John Maesaka, professor of medicine at NYU Grossman Long Island School of Medicine and Chief Emeritus, Division of Nephrology and Hypertension at the NYU Langone Hospital Long Island. He received a BA degree Harvard University, MD degree Boston University School of Medicine and trained at Barnes Jewish Hospital Washington University in St. Louis and Mount Sinai Hospital and Medical School N.Y. He spent 5 years in a physiology laboratory at Mount Sinai Medical Center, which prepared him for his future research endeavors. He spent many years studying hyponatremic conditions, especially renal salt wasting and identifying the protein that causes it
Background: The approach to hyponatremia is in a state of flux. Cerebral/renal salt wasting (RSW) is considered rare and presents with identical parameters as SIADH that create a diagnostic and therapeutic dilemma, whether to fluid-restrict water-logged patients with SIADH or administer saline to dehydrated patients with RSW. We previously demonstrated the presence of a natriuretic protein (NP) in the plasma of RSW neurosurgical patients and in patients with Alzheimer’s disease (AD).
Methods: We determined the causes of hyponatremia in the general hospital wards by utilizing a new algorithm and identified the NP in an RSW patient with subarachnoid hemorrhage (SAH) and another with AD by the same rat clearance methodology.
Results: Of 62 hyponatremic patients, (A) 17 patients (27%) had SIADH, (B) 19 patients (31%) had a reset osmostat (RO), (C) 24 patients (38%) had RSW, 21 without clinical evidence of cerebral disease, (D) 1 had Addison’s disease and (E) 1(1.6%) due to hydrochlorothiazide.
The SAH and AD sera had identical robust increases in FEsodium and especially FElithium, lithium serving as a marker of proximal tubule sodium transport. We identified haptoglobin related protein (Hpr) without signal peptide (Hpr-WSP) as the natriuretic protein. Recombinant Hpr with signal peptide had no natriuretic activity.

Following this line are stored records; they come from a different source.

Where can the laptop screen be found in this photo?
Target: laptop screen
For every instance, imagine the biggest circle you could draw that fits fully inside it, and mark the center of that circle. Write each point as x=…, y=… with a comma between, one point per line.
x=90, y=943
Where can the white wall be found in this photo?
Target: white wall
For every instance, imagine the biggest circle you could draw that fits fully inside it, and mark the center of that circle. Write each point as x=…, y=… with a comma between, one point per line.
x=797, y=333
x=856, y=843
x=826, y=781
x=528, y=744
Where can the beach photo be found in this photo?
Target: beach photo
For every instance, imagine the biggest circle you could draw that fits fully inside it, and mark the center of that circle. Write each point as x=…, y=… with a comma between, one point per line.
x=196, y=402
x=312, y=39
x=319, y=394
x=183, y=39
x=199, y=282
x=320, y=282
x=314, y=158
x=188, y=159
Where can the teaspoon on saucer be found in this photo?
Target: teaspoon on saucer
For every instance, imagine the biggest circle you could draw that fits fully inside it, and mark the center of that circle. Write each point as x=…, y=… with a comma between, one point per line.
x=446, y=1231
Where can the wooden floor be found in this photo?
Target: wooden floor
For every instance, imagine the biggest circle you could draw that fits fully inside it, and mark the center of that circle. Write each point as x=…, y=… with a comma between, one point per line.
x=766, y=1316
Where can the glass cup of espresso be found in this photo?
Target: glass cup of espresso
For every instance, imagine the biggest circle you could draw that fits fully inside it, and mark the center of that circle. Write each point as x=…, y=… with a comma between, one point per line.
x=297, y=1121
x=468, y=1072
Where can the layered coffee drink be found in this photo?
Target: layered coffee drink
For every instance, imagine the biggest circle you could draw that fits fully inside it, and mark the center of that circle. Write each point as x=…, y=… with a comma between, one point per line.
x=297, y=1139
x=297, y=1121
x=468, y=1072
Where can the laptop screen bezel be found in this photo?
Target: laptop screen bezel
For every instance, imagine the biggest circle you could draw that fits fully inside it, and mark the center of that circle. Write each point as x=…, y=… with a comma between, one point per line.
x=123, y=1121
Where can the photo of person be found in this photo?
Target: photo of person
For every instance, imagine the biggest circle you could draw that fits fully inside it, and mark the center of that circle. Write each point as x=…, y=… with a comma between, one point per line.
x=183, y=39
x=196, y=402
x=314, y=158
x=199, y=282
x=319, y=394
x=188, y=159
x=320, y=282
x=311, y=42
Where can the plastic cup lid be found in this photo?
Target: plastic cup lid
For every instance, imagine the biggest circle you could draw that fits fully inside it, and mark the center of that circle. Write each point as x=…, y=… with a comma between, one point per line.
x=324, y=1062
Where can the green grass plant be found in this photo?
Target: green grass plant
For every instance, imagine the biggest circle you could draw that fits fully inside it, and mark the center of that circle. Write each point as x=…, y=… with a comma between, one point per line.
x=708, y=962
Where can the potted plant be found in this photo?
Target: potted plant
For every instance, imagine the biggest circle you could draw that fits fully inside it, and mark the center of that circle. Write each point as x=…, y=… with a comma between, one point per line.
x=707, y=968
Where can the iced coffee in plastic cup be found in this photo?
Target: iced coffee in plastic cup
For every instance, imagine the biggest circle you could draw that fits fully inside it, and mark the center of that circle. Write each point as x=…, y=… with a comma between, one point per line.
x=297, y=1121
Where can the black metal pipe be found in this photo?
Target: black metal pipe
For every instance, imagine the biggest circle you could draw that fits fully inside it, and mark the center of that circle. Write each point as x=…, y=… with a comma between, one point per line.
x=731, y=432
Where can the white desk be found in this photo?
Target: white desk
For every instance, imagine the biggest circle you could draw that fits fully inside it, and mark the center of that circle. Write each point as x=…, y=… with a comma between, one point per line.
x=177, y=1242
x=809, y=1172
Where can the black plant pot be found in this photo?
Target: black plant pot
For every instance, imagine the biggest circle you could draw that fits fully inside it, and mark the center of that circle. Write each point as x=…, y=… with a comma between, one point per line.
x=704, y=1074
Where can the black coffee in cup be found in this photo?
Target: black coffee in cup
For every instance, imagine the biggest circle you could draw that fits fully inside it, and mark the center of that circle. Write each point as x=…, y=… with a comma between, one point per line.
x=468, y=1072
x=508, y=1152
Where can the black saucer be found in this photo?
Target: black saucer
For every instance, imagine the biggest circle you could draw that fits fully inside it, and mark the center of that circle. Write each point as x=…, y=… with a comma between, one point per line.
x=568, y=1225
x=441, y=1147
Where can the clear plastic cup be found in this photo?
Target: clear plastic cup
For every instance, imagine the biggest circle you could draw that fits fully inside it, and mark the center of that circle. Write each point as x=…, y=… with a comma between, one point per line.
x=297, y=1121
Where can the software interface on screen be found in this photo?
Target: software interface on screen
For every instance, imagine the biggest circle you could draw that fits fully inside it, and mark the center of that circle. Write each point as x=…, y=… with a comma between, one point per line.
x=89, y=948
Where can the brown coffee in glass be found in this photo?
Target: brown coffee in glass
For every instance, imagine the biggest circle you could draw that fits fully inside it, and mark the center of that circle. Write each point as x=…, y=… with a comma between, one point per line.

Conclusions: RSW is common, cerebral salt wasting should be changed to renal salt wasting. Hpr-WSP may be the NF that causes C-RSW, can serve as a biomarker to differentiate RSW from SIADH on first encounter, need to develop inhibitor to HPR-WSP, introduces a new syndrome of RSW in AD and can effectively treat congestive heart failure when combined with distal diuretic.